Solved escape unicode characters in filepath

Hi there,

I'm currently having issues converting unicode characters on Windows...

I'm utilizing the AcceptDragObject in a c4d.gui.TreeViewFunctions.

I want to act on a given folder that is dragged into my treeview.
if dragtype == c4d.DRAGTYPE_FILENAME_OTHER gives me the direct filepath.

For example I'm having a folder called test_with_äüö on my Desktop.

My main issue is, that I need to work with the variable coming in from the dragtype called dragobject and can't convert the direct result!

Here's a simple test-script to play around with:

import c4d
import os

def _direct_conversion():
    return r"C:\Users\lasse\Desktop\test_with_äüö".decode('utf-8')

def _from_variable():
    dragobject = "C:\Users\lasse\Desktop\test_with_äüö"
    s = r"%s" % (dragobject)
    s = s.decode('utf-8')
    return s

def main():
    s = _direct_conversion()
    s = _from_variable()
    
    print "os.path.isdir:", os.path.isdir(s)

if __name__=='__main__':
    main()

The bad thing is that the _direct_conversion() gives me the correct result while _from_variable() does not.

I'm probably totally overthinking this, but any ideas how to solve that "simple" problem are welcome!!! :)

Cheers,
Lasse

I'd say you need to find out what format the dragobject is in, even, when you get it from the function, and whether os.path.isdir is accepting that formatting.

In your example, first you are using a literal that contains a \t symbol which inserts a tab into your string.
Then in s = r"%s" % (dragobject) you are using a raw string as format source, but that doesn't influence dragobject at all: r only affects the string before formatting, the actual evaluation of % happens in the next step and leaves dragobject unaffected (including the tab).

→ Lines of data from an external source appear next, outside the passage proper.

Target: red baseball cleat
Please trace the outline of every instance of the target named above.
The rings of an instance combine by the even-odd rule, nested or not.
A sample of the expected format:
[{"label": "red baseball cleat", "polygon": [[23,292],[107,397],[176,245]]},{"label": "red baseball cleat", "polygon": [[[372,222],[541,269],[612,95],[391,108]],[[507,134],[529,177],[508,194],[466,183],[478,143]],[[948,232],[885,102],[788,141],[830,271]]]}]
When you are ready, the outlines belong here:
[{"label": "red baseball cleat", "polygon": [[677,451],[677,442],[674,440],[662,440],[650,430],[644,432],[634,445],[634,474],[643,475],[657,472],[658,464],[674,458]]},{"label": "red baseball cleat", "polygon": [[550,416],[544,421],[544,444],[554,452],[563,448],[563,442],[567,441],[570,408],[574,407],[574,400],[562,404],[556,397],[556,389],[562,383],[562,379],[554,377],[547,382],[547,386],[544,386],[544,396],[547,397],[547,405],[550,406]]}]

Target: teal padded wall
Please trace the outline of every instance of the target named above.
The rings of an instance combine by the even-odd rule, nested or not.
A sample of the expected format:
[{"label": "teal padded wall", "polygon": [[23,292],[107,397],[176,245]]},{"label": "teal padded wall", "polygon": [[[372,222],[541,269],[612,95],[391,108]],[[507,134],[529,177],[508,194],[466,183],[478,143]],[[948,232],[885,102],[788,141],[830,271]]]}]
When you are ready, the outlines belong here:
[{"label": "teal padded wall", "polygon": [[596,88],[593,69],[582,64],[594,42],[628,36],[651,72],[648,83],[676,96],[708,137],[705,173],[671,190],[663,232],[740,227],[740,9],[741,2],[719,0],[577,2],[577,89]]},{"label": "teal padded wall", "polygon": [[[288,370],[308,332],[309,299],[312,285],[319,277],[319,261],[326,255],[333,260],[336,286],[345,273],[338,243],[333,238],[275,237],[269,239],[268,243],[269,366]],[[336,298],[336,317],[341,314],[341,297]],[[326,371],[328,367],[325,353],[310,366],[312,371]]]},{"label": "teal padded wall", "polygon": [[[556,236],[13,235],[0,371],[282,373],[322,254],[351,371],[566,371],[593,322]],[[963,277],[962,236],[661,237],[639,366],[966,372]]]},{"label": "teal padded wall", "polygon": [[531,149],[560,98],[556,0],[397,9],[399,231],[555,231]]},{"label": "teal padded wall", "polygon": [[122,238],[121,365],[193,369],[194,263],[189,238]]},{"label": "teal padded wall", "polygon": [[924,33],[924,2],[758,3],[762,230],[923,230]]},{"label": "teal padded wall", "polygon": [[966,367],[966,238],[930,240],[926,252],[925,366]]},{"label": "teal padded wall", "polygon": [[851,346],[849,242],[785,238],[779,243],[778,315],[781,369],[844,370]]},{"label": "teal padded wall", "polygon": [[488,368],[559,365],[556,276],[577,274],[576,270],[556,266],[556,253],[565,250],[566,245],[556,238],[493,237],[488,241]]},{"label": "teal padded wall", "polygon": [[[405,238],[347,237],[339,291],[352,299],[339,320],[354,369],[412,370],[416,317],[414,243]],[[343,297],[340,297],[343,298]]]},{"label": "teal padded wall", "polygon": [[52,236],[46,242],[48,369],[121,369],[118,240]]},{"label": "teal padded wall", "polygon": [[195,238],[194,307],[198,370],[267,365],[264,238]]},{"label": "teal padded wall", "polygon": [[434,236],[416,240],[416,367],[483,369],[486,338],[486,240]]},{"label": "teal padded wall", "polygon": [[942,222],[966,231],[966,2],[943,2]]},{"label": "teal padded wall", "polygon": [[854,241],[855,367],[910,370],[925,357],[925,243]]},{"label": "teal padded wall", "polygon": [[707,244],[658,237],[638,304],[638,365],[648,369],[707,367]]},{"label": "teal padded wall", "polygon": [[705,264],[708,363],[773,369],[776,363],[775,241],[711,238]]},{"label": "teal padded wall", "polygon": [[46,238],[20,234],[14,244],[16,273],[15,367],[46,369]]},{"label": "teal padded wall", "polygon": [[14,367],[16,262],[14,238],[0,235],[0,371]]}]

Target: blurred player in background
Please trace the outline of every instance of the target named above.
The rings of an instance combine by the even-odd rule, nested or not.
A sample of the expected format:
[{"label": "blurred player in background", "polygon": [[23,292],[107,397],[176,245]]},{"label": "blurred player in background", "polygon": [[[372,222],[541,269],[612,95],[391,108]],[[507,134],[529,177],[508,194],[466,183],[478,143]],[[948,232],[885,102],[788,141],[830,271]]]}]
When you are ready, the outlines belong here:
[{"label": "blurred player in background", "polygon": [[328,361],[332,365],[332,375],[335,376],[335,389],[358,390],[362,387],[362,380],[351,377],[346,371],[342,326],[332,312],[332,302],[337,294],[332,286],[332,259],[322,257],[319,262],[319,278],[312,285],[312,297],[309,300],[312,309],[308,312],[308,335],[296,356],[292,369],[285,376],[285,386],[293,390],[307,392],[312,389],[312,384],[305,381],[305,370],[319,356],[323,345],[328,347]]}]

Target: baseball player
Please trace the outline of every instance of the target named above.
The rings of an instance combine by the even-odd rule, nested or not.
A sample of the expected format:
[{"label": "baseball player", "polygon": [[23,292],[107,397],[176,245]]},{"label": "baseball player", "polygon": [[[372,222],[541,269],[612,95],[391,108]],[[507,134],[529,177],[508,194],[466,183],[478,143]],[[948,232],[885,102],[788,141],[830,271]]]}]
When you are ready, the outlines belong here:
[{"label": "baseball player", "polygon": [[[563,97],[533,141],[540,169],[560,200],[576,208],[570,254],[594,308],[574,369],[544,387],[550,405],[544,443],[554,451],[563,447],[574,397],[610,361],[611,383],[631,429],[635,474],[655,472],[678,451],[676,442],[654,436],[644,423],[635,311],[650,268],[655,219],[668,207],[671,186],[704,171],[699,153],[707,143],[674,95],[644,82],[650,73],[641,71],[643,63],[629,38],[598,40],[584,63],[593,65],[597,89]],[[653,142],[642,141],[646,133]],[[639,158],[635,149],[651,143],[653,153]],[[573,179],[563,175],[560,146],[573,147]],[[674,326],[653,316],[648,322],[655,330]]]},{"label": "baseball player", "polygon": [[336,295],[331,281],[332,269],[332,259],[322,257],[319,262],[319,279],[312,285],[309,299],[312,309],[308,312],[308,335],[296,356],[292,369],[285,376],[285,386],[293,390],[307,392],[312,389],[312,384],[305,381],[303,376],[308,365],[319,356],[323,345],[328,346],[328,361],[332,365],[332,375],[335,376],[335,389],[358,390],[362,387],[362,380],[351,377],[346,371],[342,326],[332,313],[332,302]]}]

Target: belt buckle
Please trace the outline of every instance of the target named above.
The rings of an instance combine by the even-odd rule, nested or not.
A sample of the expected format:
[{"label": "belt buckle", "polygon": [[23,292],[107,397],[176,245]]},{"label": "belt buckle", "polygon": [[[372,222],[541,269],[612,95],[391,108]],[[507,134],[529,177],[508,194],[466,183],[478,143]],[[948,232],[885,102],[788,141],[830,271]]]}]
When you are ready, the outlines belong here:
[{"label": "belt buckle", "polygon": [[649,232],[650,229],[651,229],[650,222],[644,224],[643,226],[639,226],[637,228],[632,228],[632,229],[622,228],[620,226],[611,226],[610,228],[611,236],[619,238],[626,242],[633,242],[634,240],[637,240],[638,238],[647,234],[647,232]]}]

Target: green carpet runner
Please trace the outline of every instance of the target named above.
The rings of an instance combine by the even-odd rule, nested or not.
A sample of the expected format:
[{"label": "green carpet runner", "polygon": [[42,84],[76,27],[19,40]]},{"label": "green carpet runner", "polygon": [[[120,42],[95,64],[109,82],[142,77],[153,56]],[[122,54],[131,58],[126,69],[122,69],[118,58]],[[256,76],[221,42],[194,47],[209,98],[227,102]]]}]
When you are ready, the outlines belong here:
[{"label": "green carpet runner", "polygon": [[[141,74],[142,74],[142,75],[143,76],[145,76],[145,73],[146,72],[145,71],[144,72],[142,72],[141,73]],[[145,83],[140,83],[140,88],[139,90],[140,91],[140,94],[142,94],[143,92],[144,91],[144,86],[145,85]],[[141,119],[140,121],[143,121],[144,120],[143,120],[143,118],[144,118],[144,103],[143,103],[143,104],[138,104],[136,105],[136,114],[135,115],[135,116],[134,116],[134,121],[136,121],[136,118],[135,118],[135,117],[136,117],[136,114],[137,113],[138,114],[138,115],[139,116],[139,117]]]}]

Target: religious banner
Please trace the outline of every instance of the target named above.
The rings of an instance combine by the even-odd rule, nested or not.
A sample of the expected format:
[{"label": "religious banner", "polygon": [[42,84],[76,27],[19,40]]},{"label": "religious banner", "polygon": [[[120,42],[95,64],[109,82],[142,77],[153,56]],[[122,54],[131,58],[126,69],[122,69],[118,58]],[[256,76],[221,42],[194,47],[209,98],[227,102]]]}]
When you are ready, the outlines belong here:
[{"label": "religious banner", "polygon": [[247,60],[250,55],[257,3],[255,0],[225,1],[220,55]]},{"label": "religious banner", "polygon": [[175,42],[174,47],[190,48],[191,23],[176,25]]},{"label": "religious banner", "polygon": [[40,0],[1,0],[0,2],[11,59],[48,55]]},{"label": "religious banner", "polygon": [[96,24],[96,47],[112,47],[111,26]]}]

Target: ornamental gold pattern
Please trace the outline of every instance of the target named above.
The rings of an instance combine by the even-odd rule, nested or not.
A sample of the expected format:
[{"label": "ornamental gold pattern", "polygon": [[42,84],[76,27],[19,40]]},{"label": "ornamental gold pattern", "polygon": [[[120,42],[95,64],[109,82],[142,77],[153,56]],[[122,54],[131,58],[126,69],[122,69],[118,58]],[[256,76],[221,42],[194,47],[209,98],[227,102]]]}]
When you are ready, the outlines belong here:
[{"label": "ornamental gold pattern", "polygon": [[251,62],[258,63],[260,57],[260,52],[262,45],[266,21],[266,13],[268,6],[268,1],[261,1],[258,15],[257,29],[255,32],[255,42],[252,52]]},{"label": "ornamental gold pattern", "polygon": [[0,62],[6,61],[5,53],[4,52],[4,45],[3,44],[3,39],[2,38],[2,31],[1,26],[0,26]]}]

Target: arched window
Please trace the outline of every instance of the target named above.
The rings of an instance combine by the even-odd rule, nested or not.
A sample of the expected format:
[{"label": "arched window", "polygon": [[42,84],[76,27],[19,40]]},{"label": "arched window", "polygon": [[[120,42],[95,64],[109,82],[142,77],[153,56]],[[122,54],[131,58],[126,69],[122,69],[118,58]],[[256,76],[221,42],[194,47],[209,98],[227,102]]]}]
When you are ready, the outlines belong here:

In the utf-8 decoding, you get the original string back in unicode: C4D stores its script files in utf-8 already, so any literal containing unicode characters will be used as-is.

On my system, the only issue isdir has is with the tab character:

import c4d, os
from c4d import gui

def check(s):
    print s, len(s), type(s)
    s = r"%s" % (s) # no effect
    print s, len(s), type(s)
    s = s.decode('utf-8')
    print s, len(s), type(s)
    print "os.path.isdir:", os.path.isdir(s)

def main():
    dragobject = "K:\klm"
    print "Path: klm:"
    check(dragobject)

    dragobject = "K:\klmäöü"
    print "Path: klmäöü:"
    check(dragobject)

    dragobject = "K:\tklmäöü"
    print "Path: tklmäöü:"
    check(dragobject)

    dragobject = r"K:\tklmäöü"
    print "Path: raw tklmäöü:"
    check(dragobject)

# Execute main()
if __name__=='__main__':
    main()

results in

Path: klm:
K:\klm 6 <type 'str'>
K:\klm 6 <type 'str'>
K:\klm 6 <type 'unicode'>
os.path.isdir: True
Path: klmäöü:
K:\klmäöü 12 <type 'str'>
K:\klmäöü 12 <type 'str'>
K:\klmäöü 9 <type 'unicode'>
os.path.isdir: True
Path: tklmäöü:
K:	klmäöü 12 <type 'str'>
K:	klmäöü 12 <type 'str'>
K:	klmäöü 9 <type 'unicode'>
os.path.isdir: False
Path: raw tklmäöü:
K:\tklmäöü 13 <type 'str'>
K:\tklmäöü 13 <type 'str'>
K:\tklmäöü 10 <type 'unicode'>
os.path.isdir: True

(all directories used here actually exist)

However, I am aware that this is not the root problem, as you do not construct dragobject through a literal when getting it from a function. I would suggest you check type and bytewise encoding of the value you receive, and adapt the decoding accordingly.

Yeah, the problem lies in the escaping characters...

Sadly the function only returns simple backward slashes C:\Users\lasse\Desktop\test_with_äüö so \t will become a tab character.

There wouldn't be a problem if the returned path would be with two backward slashes \\ or even forward slashes / ... That might be worth a bug report!?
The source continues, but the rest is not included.